O Ministério Público Federal de Rondônia (MPF-RO) investiga uma denúncia de tortura supostamente cometida em maio do ano passado contra indígenas da Terra Indígena (TI) em Porto Velho (RO), um dos pólos de extração ilegal de madeira no país. A investigação foi tornada pública neste domingo (29) pelo site Metrópoles.

Uma carta assinada por 92 indígenas afirma que os atos de violência teriam sido praticados por um servidor da Funai e policiais militares ambientais. O documento, divulgado pelo Metrópoles, afirma que os agentes públicos “invadiram” o território e “abordaram, torturaram fisica e psicologicamente, além de ameaçar de morte apontando uma metralhadora para a cabeça de um morador local”. 

Ainda conforme a denúncia, um trator usado pela comunidade e estacas de madeira teriam sido queimados durante a ação. O relato foi encaminhado ao MPF-RO em junho de 2021 e transformado em inquérito civil em abril deste ano. 

Nos últimos cinco anos, órgãos ambientais e forças de segurança, junto com a Funai, têm feito operações de fiscalização no território Karitiana, alvo frequente de extração e comércio ilegal de madeira desde a década de 90. 

O servidor da Funai citado na denúncia, Hércules Silva Schiave, disse que foi à TI aquela noite para participar de uma dessas operações. Ao MPF, o servidor de carreira classificou as alegações como calúnia e afirmou que elas são uma forma de retaliação ao combate aos crimes ambientais. 

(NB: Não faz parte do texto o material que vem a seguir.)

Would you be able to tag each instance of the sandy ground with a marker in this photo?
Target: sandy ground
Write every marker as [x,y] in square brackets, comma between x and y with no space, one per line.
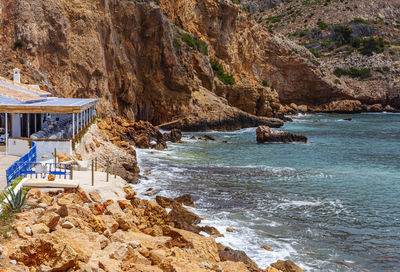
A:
[5,162]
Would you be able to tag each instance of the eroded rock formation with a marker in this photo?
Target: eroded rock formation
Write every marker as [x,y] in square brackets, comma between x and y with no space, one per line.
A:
[149,61]
[59,233]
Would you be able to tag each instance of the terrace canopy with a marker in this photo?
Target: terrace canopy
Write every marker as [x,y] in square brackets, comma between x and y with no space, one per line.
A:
[27,111]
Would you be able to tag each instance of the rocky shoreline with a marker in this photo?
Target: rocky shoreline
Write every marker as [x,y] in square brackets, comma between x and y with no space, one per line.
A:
[72,230]
[341,106]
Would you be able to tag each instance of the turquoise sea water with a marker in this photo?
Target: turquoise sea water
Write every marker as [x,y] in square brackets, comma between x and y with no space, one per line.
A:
[332,204]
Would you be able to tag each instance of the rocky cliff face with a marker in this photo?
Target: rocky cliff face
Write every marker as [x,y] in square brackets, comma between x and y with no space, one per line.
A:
[206,60]
[355,45]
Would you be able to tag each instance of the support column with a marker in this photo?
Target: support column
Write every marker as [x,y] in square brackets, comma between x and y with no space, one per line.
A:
[73,125]
[35,123]
[29,127]
[6,133]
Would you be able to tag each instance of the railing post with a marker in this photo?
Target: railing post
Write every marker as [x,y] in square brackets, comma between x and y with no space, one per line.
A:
[108,165]
[92,173]
[115,169]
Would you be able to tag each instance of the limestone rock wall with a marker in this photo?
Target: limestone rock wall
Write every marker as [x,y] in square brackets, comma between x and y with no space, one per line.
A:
[131,55]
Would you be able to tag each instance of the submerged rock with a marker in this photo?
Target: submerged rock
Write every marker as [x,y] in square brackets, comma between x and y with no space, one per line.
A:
[266,135]
[174,136]
[207,138]
[287,266]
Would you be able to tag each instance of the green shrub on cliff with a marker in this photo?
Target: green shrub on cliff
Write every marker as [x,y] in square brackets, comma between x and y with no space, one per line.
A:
[195,43]
[220,73]
[322,25]
[353,72]
[372,45]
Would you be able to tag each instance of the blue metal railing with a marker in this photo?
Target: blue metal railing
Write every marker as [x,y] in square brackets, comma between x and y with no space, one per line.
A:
[22,165]
[36,169]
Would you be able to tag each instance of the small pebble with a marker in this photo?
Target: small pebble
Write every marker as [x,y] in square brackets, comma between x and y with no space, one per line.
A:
[28,231]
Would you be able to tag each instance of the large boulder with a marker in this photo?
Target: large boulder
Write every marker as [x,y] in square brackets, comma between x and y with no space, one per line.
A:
[175,136]
[286,266]
[180,215]
[266,135]
[229,254]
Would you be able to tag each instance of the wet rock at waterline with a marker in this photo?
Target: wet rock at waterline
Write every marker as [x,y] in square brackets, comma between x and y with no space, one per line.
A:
[266,135]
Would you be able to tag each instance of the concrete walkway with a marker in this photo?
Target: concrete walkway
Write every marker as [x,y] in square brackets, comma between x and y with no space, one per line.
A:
[113,189]
[5,162]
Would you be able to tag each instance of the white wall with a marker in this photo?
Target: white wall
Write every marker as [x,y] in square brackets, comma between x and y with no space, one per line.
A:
[18,147]
[47,147]
[16,125]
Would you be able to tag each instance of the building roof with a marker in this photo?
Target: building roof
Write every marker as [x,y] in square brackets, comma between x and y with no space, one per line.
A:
[19,95]
[49,105]
[21,98]
[22,87]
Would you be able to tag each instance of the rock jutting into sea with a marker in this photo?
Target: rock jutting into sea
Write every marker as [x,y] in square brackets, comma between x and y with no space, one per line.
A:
[266,135]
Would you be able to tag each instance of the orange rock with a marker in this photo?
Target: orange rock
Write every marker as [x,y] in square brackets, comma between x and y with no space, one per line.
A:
[286,266]
[34,193]
[108,202]
[83,195]
[129,192]
[125,204]
[97,208]
[78,156]
[50,219]
[96,142]
[61,157]
[267,247]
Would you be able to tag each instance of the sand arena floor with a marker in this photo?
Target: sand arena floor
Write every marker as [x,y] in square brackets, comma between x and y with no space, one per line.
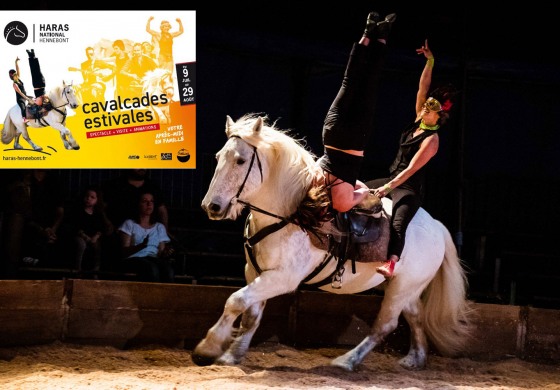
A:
[267,366]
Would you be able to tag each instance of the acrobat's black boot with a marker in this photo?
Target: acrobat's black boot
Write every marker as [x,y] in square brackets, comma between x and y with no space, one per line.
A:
[384,27]
[371,25]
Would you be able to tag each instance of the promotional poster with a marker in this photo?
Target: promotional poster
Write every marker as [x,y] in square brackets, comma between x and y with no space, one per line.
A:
[98,89]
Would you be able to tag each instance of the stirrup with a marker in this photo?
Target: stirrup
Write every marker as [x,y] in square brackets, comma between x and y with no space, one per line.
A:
[387,269]
[371,24]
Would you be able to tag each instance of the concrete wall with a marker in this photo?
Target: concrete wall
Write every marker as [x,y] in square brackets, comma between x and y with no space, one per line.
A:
[127,314]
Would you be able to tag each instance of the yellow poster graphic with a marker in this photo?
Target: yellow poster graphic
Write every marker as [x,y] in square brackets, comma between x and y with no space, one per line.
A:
[98,89]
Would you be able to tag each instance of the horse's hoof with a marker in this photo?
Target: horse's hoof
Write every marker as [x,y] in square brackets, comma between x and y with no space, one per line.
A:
[201,360]
[412,364]
[341,362]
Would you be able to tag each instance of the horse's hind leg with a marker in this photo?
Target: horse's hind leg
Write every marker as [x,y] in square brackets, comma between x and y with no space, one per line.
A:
[417,356]
[250,321]
[385,323]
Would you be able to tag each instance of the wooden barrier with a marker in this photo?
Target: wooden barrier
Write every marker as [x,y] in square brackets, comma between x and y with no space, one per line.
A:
[127,314]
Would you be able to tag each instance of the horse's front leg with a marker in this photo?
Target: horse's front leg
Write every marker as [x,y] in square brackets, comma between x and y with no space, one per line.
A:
[26,137]
[66,137]
[220,337]
[250,321]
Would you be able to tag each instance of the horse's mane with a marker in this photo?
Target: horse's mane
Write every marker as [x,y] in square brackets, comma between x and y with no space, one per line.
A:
[293,168]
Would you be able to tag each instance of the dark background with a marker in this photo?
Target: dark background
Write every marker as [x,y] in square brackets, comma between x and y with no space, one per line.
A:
[495,182]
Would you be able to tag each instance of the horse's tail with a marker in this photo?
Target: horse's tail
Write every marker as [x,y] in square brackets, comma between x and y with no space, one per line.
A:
[447,311]
[9,131]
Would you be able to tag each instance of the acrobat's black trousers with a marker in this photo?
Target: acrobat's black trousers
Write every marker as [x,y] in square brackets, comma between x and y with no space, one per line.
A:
[406,203]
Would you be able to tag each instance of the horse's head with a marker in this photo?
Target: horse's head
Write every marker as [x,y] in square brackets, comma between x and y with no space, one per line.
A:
[69,96]
[261,166]
[238,173]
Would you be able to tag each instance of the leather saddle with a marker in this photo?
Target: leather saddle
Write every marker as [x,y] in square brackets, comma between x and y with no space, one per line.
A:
[360,234]
[33,111]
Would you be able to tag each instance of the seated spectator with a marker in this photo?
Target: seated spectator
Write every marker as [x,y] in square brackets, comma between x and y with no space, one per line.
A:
[89,224]
[34,218]
[119,194]
[144,244]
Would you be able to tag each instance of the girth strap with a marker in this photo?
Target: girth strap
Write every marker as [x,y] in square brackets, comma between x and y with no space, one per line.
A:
[250,242]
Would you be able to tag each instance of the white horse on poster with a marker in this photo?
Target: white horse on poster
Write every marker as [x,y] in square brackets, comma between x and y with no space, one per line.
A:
[266,170]
[60,98]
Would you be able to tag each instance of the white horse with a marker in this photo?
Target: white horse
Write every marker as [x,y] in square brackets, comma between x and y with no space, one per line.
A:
[265,169]
[60,97]
[157,82]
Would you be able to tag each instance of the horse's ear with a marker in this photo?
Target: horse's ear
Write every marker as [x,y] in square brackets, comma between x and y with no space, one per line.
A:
[258,125]
[229,124]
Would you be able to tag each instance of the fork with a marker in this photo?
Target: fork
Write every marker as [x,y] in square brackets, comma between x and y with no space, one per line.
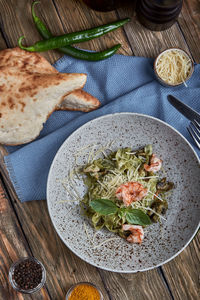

Liderança diz trabalhar para deputado madeireiro

A denúncia foi feita pelo presidente da Associação do Povo Indígena Karitiana (APK), Cledson Pitana Karitiana. Em uma rede social, Karitiana diz ser, desde 2019, assistente técnico do deputado estadual de Rondônia José Eurípedes Clemente (MDB), mais conhecido como Lebrão. O Portal da Transparência informa que Karitiana trabalha, na verdade, na Comissão dos Direitos Humanos e Cidadania do Legislativo estadual. 

Na biografia disponível no site da Assembleia Legislativa de Rondônia (Alep-RO), Lebrão descreve ter entrado na política pelas mãos da influente “comunidade madeireira” da região de Porto Velho. 

Apoiador do governador bolsonarista Marcos Rocha (PSL), ele cumpre o terceiro mandato como parlamentar na Alep. Lebrão já foi empresário do ramo madeireiro e atuou no transporte da madeira extraída de uma das regiões mais desmatadas da Floresta Amazônica.

Ele saiu do seu estado natal, São Paulo, para se fixar em Rondônia em 1998, quando abriu uma serraria. “Devido ao novo empreendimento”, diz a biografia, “Lebrão necessitava derrubar árvores”, o que “gerou alguns problemas com os órgãos de fiscalização ambiental”. Ao mesmo tempo, o texto garante que o parlamentar “sempre procurou respeitar a biodiversidade, estando em sintonia com o meio ambiente”. 

Prisões dinheiro no saco de lixo 

No ano passado, uma gravação em vídeo divulgada pela Polícia Federal (PF) mostrou o deputado recebendo propina e colocando o dinheiro em um saco de lixo. Segundo as investigações, a quantia teria sido repassada por empresas que prestavam serviços de coleta e tratamento de resíduos sólidos em cidades rondonenses. 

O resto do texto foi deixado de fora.